Abundance and distribution of the highly iterated palindrome 1 (HIP1) among prokaryotes

Mob Genet Elements. 2011 Sep;1(3):159-168. doi: 10.4161/mge.1.3.18300. Epub 2011 Sep 1.

Abstract

We have studied the abundance and phylogenetic distribution of the Highly Iterated Palindrome 1 (HIP1) among sequenced prokaryotic genomes. We show that an overrepresentation of HIP1 is exclusive of some lineages of cyanobacteria, and that this abundance was gained only once during evolution and was subsequently lost in the lineage leading to marine pico-cyanobacteria.

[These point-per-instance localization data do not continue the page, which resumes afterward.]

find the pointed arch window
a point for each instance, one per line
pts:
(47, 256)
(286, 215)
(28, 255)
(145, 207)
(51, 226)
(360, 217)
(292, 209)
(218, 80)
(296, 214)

We show that among cyanobacterial protein sequences with annotated Pfam domains, only OpcA (glucose 6-phosphate dehydrogenase assembly protein) has a phylogenetic distribution fully matching HIP1 abundance, suggesting a functional relationship; we also show that DAM methylase (an enzyme that has the four central nucleotides of HIP1 as is site of action) is present in all cyanobacterial genomes (independently of their HIP1 content) with the exception of marine pico-cyanobacteria whom might have lost this enzyme during the process of genome reduction. Our analyses also show that in some prokaryotic lineages (particularly in those species with large genomes), HIP1 is unevenly distributed between coding and non-coding DNA (being more common in coding regions; with the exception of Cyanobacteria Yellowstone B' and Synechococcus elongates where the reverse pattern is true). Finally, we explore the hypothesis that the HIP1 can be used as a molecular "water-mark" to identify horizontally transferred genes from cyanobacteria to other species.